There are a variety of ways attackers can target Web applications (websites that allow you to interact directly with software via the browser) to steal confidential data or introduce malicious code or even take over your computer. These attacks exploit weaknesses in components like web apps and content management systems as well as web servers.
Web app attacks comprise a large portion of all security threats. In the past 10 years attackers have developed their skills at identifying and exploiting vulnerabilities that affect the perimeter defenses of an application. Attackers can bypass most common defenses using techniques like phishing, botnets and social engineering.
A phishing scam involves tricking victims into clicking on an email link containing malware. This malware is downloaded to the victim’s computer, and gives attackers access to devices or systems. Botnets are networks of infected and compromised connected devices, that attackers use to launch DDoS attacks, spread malware, continue fraud through ads, and more.

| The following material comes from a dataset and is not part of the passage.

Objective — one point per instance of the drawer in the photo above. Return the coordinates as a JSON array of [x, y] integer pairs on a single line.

Directory (or path) traversal attacks leverage movement patterns to gain access to data on websites, their configuration files and databases. Input sanitization is necessary to protect against this type attack.
SQL injection attacks target databases that stores important site and service information by injecting malicious code, which allows it to override security controls and reveal information that normally would not. Attackers can run commands, dump databases and more.
Cross-site scripting attacks (or XSS), insert malicious code on a trusted site to hijack the browsers of users. This allows attackers to access session cookies and private information, impersonate a user or alter content, and many more.